Department of Brain Robot Interface, ATR Computational Neuroscience Laboratories, 2-2-2 Hikaridai, Seikacho, Soraku-gun, Kyoto 619-0288, Japan; Okinawa Institute of Science and Technology Graduate University, 1919-1 Tancha, Onna-son, Okinawa 904-0495, Japan.
Okinawa Institute of Science and Technology Graduate University, 1919-1 Tancha, Onna-son, Okinawa 904-0495, Japan.
Neural Netw. 2016 Dec;84:17-27. doi: 10.1016/j.neunet.2016.07.013. Epub 2016 Aug 26.

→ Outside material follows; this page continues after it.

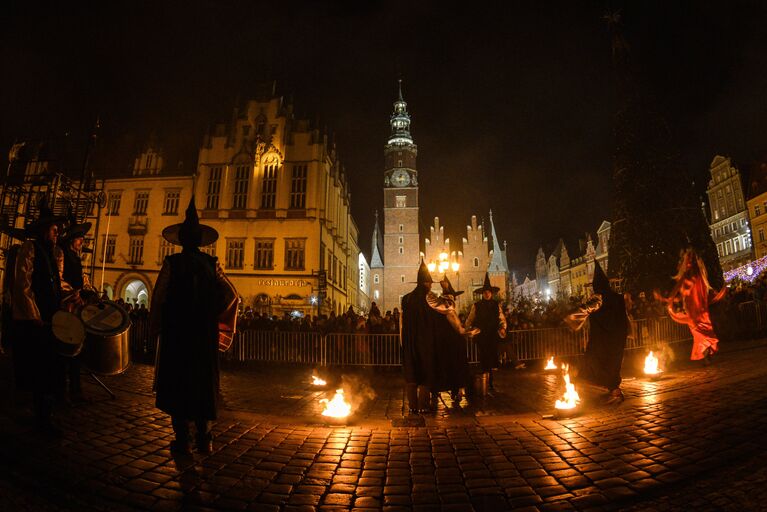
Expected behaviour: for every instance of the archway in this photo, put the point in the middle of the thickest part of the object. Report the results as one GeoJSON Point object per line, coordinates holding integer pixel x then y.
{"type": "Point", "coordinates": [136, 293]}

Free-energy based reinforcement learning (FERL) was proposed for learning in high-dimensional state and action spaces. However, the FERL method does only really work well with binary, or close to binary, state input, where the number of active states is fewer than the number of non-active states. In the FERL method, the value function is approximated by the negative free energy of a restricted Boltzmann machine (RBM). In our earlier study, we demonstrated that the performance and the robustness of the FERL method can be improved by scaling the free energy by a constant that is related to the size of network. In this study, we propose that RBM function approximation can be further improved by approximating the value function by the negative expected energy (EERL), instead of the negative free energy, as well as being able to handle continuous state input. We validate our proposed method by demonstrating that EERL: (1) outperforms FERL, as well as standard neural network and linear function approximation, for three versions of a gridworld task with high-dimensional image state input; (2) achieves new state-of-the-art results in stochastic SZ-Tetris in both model-free and model-based learning settings; and (3) significantly outperforms FERL and standard neural network function approximation for a robot navigation task with raw and noisy RGB images as state input and a large number of actions.
基于自由能的强化学习(FERL)被提出用于学习高维状态和动作空间。然而,FERL 方法仅在二进制或接近二进制的状态输入下真正有效,其中活跃状态的数量少于非活跃状态的数量。在 FERL 方法中,值函数通过受限玻尔兹曼机(RBM)的负自由能来近似。在我们之前的研究中,我们证明了通过将自由能乘以与网络大小相关的常数,可以提高 FERL 方法的性能和鲁棒性。在这项研究中,我们提出通过使用负期望能量(EERL)来近似值函数,而不是负自由能,以及能够处理连续状态输入,可以进一步改进 RBM 函数逼近。我们通过证明 EERL:(1)在具有高维图像状态输入的三个网格世界任务版本中,优于 FERL 以及标准神经网络和线性函数逼近;(2)在无模型和基于模型的学习设置下,在随机 SZ-Tetris 中达到新的最先进结果;(3)在具有原始和嘈杂 RGB 图像作为状态输入和大量动作的机器人导航任务中,显著优于 FERL 和标准神经网络函数逼近,验证了我们的方法。